The S&P 500 is used quite often as a measure for US equity performance ( regardless of market capitalization or style in the actual portfolio). However, one rarely (make that never) see a Large Cap US equity strategy benchmarked to a diverse global benchmark where the asset class diversification and return characteristics favor the benchmark. I have often seen strong investment out-performance for products presented on a cumulative performance basis covering substantial time periods. What may not be presented are the annualized returns over the cumulative period. This information can clearly demonstrate the amazing leverage a single and possibly accidental annual outperformance can have on long term results. Another "trick" involves setting an investment policy cash target of 5% or so but never allocating more than 1% in cash for liquidity. Actual portfolio performance against a policy benchmark in this case automatically includes the tailwind of the long term risk premium of equity/bonds over cash. If investors do get paid to take systematic risks(over the long run) then, including assets with more systematic or market risk in a portfolio than in its benchmark should guarantee outperformance and possibly less risk over time ( other things being equal). This happens to be the kind of risk-free bet that many managers are getting paid very handsomely to disguise.

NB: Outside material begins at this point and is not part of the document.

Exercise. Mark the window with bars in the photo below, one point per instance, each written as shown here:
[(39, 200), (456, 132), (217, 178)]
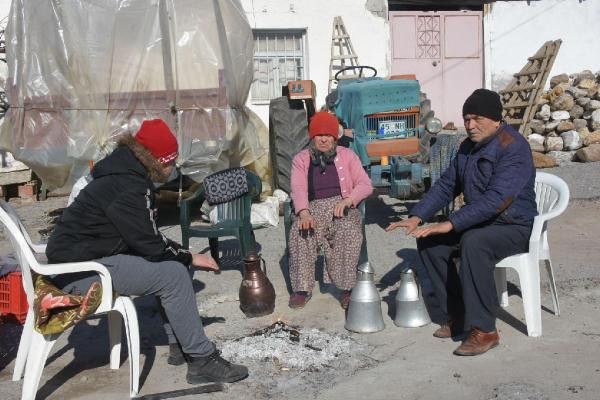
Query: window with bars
[(278, 58)]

I agree with Ron Surz that benchmarking and peer universe generation is very prone to leading investors to wrong conclusions either through incompetent generation or purposely skillful manipulation. There are several large institutional pension investment programs that base their "fiduciary ratings" heavily on peer universe rankings. Unbelievably, in 80-pages of process and comparator information you will not find a detailed description of how the peers were selected and who they are. In lieu are vague references to some creditable firm which approved the reasonableness of the selection process.

Take care in looking at performance. The better it looks the longer you should look.